El boom del vestuario femenino en las grandes tiendas es un fenómeno local”, asegura Claudio Pizarro, profesor del Centro de Estudios del Retail de la Universidad de Chile. (www.ceret.cl). “En el mundo no existe este mismo modelo. Acá, triunfan por dos razones: una, son tiendas muy femeninas; dos, tienen tarjetas de crédito”. Ricardo Bennett, gerente de negocios de vestuario en Paris, confirma que, si bien el vestuario femenino no es la principal fuente de ingresos para una multitienda –Paris factura 1.200 millones de dólares al año, principalmente a través de la línea de hogar–, es fundamental porque la ropa es lo que genera el vínculo entre una mujer y la multitienda.
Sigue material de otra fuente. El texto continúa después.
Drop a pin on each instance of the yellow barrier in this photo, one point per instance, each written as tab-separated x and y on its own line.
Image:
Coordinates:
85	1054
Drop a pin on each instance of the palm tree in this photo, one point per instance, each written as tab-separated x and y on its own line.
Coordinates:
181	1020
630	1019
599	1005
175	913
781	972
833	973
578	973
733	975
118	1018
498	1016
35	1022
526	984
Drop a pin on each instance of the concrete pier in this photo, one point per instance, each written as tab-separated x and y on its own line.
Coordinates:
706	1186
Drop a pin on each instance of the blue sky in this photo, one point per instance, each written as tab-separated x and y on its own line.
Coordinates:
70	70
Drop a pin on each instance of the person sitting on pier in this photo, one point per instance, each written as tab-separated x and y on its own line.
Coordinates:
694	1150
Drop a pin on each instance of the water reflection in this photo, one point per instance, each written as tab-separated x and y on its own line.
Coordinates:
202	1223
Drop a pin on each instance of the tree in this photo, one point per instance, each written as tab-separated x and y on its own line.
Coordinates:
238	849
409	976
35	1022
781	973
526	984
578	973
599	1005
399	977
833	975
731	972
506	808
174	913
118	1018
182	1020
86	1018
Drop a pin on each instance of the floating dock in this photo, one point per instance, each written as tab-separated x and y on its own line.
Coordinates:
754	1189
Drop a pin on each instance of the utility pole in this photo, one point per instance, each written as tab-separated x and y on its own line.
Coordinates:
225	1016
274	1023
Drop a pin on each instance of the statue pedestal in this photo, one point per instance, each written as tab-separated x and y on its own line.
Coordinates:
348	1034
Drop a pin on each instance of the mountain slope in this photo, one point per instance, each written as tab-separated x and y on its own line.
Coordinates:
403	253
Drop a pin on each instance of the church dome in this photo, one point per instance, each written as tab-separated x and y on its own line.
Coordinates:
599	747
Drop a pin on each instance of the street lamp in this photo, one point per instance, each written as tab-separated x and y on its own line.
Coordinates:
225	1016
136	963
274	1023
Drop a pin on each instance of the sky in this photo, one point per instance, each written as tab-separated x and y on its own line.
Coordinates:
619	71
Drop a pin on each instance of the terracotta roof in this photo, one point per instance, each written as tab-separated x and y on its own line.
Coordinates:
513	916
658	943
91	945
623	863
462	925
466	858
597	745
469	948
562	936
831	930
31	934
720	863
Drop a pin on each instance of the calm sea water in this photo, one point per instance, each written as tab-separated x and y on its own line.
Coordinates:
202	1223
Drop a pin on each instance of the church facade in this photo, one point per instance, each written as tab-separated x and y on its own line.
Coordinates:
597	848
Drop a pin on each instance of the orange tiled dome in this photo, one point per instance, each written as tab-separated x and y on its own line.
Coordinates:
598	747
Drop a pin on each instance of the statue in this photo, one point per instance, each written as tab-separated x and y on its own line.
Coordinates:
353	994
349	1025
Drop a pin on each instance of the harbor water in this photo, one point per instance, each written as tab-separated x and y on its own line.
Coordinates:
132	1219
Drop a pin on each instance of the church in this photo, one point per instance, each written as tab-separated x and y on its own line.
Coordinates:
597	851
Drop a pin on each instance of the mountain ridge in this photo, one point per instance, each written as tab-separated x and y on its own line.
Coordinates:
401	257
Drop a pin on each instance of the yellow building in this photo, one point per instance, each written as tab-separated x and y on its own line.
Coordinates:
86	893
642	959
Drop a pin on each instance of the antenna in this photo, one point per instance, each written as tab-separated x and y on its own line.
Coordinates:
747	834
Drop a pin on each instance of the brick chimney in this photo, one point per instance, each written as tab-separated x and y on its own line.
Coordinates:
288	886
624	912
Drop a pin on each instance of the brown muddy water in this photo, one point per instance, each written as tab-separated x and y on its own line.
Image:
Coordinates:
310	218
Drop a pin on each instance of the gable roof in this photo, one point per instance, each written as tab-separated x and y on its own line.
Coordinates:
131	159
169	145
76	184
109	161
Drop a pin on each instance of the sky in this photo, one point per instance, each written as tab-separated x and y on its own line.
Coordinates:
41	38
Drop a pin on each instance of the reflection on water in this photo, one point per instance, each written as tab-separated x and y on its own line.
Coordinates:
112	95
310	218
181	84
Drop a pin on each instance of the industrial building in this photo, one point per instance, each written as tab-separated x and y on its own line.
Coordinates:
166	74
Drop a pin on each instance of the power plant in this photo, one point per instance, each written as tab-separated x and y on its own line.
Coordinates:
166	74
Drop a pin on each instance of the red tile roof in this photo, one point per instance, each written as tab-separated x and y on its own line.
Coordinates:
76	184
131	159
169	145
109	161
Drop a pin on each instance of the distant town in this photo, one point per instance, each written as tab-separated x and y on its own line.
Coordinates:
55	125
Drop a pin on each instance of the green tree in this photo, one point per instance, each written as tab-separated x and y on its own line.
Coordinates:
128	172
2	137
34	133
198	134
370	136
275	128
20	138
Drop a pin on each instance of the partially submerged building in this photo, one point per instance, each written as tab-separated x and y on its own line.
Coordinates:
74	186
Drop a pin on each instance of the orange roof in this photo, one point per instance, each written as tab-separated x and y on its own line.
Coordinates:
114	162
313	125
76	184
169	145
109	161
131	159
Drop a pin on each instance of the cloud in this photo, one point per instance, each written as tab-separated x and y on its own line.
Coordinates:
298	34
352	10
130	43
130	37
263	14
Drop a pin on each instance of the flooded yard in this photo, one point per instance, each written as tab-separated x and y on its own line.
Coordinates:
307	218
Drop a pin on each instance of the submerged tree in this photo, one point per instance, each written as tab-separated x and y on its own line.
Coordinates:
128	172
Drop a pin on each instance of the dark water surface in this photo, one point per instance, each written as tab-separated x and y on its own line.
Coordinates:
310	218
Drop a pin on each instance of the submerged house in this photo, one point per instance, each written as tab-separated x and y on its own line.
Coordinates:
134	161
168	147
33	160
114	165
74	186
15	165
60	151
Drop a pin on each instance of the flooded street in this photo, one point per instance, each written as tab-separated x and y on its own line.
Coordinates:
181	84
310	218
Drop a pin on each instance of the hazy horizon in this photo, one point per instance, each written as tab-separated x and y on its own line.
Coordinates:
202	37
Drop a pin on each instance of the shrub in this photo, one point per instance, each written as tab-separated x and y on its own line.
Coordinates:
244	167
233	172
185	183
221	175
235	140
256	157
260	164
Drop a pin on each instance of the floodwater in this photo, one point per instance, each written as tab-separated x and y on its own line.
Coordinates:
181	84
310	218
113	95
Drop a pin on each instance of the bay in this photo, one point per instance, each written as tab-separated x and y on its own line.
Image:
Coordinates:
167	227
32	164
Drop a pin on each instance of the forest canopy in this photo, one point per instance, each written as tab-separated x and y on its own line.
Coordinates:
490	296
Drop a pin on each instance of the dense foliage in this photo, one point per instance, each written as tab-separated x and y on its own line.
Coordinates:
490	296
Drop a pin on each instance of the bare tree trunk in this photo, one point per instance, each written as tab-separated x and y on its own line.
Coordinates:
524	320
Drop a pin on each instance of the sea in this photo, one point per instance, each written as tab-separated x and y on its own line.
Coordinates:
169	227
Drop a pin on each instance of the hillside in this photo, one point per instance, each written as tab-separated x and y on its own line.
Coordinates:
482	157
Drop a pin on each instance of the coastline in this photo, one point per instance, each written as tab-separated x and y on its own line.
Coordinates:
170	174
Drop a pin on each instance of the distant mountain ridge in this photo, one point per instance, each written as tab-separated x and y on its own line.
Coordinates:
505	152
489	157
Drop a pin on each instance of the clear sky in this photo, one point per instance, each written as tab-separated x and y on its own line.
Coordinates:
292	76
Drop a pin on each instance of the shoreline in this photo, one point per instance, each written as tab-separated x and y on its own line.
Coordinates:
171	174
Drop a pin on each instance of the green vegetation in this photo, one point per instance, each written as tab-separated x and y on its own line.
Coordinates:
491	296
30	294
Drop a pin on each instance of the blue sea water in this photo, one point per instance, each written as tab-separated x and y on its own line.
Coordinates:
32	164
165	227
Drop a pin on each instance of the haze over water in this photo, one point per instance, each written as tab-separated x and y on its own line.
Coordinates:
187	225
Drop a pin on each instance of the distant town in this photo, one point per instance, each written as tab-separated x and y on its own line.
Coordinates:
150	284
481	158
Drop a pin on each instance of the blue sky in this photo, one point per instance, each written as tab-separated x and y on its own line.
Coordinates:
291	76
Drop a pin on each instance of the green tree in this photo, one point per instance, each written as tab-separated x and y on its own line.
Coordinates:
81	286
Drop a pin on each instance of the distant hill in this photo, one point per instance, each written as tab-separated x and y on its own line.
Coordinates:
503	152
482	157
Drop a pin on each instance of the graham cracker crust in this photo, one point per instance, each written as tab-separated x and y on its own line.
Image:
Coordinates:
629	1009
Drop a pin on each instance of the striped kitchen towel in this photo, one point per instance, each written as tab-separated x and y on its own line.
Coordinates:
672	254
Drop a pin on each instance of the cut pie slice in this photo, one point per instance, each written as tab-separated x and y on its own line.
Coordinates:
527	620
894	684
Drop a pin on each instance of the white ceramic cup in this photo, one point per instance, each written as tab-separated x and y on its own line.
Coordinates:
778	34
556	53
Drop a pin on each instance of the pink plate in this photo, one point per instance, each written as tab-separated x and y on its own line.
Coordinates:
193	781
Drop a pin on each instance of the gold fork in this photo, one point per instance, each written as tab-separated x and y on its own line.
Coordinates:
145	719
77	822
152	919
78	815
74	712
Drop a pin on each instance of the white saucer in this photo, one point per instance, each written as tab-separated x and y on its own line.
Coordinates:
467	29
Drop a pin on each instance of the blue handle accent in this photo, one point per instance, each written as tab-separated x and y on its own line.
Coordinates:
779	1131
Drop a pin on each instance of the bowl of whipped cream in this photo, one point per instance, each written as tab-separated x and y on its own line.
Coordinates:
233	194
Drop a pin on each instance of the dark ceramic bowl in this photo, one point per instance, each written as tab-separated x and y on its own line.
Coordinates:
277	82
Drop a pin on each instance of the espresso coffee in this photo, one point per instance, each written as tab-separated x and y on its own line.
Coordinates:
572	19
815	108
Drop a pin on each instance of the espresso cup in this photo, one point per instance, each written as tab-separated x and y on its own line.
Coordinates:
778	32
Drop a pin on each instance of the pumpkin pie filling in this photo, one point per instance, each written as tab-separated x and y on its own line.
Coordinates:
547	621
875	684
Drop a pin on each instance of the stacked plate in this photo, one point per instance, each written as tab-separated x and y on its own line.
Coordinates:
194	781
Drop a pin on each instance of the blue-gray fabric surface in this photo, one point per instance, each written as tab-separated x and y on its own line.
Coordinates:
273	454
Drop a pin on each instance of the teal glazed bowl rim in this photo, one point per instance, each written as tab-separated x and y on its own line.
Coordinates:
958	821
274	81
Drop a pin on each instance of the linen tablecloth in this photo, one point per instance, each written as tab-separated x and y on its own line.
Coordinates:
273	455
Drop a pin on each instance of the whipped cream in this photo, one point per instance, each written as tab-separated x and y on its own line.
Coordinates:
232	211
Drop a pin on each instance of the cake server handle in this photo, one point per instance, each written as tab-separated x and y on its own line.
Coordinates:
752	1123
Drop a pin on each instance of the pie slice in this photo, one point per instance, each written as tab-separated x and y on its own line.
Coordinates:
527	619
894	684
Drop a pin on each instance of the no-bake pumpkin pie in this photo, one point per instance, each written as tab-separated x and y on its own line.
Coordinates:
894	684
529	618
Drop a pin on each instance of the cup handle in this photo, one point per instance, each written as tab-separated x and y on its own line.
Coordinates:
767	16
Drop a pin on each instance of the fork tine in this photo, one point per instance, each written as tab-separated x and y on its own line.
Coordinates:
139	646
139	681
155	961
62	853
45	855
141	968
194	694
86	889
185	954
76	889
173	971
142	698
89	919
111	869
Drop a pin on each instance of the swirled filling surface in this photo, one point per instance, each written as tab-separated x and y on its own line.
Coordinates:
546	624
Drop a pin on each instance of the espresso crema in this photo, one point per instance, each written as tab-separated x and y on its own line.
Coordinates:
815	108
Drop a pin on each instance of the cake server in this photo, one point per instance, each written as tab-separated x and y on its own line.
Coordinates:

Y las mujeres son las principales compradoras: generan 60 ó 70% de las ventas totales.

El famoso caso Zara
“Para entender el fast fashion es típico el ejemplo de Madonna, que una vez usó una polera en un recital. Dos semanas después, en su próximo recital, estaba lleno de cabras con la misma polera, seguramente producida por Zara”, cuenta Claudio Pizarro, profesor del Centro de Estudios del Retail de la Universidad de Chile (www.ceret.cl). La marca española Zara probablemente sea el caso más estudiado de retail especializado a nivel mundial. Dicen que cambió para siempre la industria de la moda con su fórmula –creada a fines de los 80– de ofrecer al menos dos colecciones nuevas por semana. Así nació el fast fashion: desde que surge una idea hasta que el producto está colgado en la tienda pasan apenas 3 semanas. Hoy, Zara tiene 1.500 tiendas en todo el mundo y factura más de 6 mil millones de euros al año. Y casi no hace publicidad.